Et on peut légitimement craindre que l’escalade affichée par les Occidentaux et par les Russes ne prenne vraiment fin dans l’immédiat. Il y a bien sûr le secrétaire à la Défense américain qui a exclu le recours à une intervention militaire américaine dans le conflit russo-géorgien ; et cela est sans doute encourageant ; mais le même Robert Gates ajoutait que les relations américano-russes risquaient d’être sévèrement affectées si toutefois Moscou ne changeait pas d’attitude. Et là est toute la question : que signifie ce message diplomatique à peine codé ?

Une autre inconnue de taille se trouve dans l’attitude de l’Iran qui, par le lancement réussi d’un "satellite d’essai", s’invite à dessein et par la force des choses, au débat. Cette prouesse technologique développée par un pays "voyou" aux yeux des Américains, ne peut que susciter des inquiétudes, dans le contexte actuel, du côté de la Maison Blanche, qui ne manquera pas de se poser de nouvelles questions à propos des intentions de l’Iran. Tébéran a-t-elle oui ou non une volonté manifeste de souffler sur le feu ?

Toute crise, si elle est mal gérée, peut dégénérer ; et celle-ci encore plus si l’on tient compte du contexte dans lequel elle se passe, ainsi que des acteurs en présence.

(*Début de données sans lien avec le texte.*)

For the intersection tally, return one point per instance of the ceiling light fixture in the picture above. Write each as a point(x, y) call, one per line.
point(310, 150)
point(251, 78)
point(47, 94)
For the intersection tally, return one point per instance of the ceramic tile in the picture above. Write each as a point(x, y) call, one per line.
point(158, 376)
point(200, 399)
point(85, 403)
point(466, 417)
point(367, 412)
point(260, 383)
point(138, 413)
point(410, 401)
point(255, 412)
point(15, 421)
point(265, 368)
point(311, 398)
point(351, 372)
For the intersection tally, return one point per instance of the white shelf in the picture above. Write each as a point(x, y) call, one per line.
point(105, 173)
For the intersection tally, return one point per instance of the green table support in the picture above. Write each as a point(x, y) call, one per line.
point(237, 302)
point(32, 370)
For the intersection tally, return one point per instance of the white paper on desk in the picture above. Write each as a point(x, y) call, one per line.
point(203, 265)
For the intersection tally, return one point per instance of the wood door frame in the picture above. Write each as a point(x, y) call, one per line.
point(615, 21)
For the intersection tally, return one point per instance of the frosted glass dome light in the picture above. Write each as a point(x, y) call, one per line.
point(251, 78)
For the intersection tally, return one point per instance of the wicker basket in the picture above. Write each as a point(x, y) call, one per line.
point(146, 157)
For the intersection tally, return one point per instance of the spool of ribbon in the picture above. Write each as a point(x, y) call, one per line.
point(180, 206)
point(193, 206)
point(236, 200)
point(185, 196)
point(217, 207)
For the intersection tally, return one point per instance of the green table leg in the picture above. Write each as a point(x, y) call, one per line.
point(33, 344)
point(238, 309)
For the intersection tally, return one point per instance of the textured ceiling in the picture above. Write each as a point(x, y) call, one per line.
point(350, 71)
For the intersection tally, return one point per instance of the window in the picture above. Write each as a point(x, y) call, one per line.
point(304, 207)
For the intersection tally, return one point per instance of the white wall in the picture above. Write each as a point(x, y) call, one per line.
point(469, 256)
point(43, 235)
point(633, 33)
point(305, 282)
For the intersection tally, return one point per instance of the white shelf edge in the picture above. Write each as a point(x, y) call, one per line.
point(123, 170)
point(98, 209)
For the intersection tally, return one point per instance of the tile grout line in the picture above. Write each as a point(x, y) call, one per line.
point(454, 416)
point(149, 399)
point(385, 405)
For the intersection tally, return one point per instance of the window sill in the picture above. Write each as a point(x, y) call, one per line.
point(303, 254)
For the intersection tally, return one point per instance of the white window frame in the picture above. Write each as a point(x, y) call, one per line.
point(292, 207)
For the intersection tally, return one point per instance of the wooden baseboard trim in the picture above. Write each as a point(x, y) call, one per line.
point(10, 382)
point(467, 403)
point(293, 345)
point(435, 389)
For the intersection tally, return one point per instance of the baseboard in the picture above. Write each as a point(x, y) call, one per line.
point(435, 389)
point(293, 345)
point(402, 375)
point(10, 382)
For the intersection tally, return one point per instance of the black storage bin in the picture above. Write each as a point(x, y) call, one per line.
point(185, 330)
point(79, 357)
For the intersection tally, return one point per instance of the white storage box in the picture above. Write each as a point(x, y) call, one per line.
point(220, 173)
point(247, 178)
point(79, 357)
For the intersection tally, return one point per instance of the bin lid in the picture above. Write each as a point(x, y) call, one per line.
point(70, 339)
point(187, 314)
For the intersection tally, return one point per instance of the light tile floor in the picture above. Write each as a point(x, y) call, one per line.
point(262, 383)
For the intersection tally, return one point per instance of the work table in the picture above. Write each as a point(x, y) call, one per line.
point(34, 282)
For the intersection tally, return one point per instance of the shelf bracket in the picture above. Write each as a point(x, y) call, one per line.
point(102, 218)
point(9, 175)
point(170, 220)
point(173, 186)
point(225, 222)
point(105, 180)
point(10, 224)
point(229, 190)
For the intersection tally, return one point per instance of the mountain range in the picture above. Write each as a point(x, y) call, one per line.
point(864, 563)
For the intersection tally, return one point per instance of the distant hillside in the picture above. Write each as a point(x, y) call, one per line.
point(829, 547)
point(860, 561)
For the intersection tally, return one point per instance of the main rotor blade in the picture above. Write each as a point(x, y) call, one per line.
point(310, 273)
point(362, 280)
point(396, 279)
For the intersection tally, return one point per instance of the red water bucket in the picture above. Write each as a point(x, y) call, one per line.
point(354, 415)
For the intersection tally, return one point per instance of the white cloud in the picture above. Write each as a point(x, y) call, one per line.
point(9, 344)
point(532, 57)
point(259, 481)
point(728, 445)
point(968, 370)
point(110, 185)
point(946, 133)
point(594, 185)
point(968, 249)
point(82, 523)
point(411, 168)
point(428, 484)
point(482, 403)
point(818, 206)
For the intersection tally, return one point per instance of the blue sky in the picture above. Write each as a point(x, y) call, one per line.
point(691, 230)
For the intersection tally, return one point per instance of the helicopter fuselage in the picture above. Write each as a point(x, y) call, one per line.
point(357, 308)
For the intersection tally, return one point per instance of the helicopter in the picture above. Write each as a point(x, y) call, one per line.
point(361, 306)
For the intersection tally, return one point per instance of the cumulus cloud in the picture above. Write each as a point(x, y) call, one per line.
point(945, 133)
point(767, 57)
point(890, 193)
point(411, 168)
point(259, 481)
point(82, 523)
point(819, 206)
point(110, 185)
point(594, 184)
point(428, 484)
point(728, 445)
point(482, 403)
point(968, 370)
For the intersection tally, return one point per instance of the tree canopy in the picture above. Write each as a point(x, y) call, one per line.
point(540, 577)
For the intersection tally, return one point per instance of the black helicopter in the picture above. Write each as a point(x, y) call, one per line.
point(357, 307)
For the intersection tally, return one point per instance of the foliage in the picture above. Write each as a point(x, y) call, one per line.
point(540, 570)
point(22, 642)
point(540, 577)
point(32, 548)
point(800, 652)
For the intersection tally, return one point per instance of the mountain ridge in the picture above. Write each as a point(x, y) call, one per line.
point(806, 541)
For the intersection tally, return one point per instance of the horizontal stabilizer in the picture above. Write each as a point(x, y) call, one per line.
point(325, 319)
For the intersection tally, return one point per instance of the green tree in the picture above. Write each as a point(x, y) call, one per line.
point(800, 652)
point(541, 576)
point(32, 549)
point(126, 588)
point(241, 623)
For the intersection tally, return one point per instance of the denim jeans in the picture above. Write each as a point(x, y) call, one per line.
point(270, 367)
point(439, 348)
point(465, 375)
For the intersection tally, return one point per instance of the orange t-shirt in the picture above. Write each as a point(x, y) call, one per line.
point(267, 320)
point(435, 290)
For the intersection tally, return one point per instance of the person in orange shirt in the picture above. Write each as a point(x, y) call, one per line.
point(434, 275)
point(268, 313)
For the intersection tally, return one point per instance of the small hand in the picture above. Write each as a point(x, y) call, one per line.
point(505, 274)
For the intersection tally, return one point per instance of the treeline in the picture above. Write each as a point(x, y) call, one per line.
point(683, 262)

Ce n’est un secret pour personne, Occidentaux et Russes jouent à se faire peur. Et cela depuis un certain temps déjà. De part et d’autre, on cherche à marquer des points, à ébranler psychologiquement l’adversaire et nul n’ignore les conséquences apocalyptiques qu’un affrontement entre les deux camps pourrait provoquer. Il est vrai qu’ils l’évitent au maximum et choisissent de le faire par alliés et protégés interposés. Le fait n’est pas nouveau ; ce qui se passe à l’heure actuelle dans le Caucase est bien le résultat de vieilles rivalités qui ont toujours opposé les deux blocs : l’Est et l’Ouest.

L’Occident avait applaudi des deux mains l’implosion de l’Union soviétique. Et comme pour précipiter encore plus la déchéance du bloc soviétique, sont nées un certain nombre d’initiatives visant à la récupération par petites touches de l’ensemble des pays jadis satellites de l’Union soviétique, par le bloc occidental. Toutes choses qui n’étaient pas pour plaire à la Russie désormais presque solitaire. On se rappelle ce qui se passa dans les Balkans ; et les interventions américaines avec l’appui de leurs alliés en Irak, en Afghanistan, sans oublier l’Ukraine qui, à force de pressions, finit par tomber dans l’escarcelle occidentale.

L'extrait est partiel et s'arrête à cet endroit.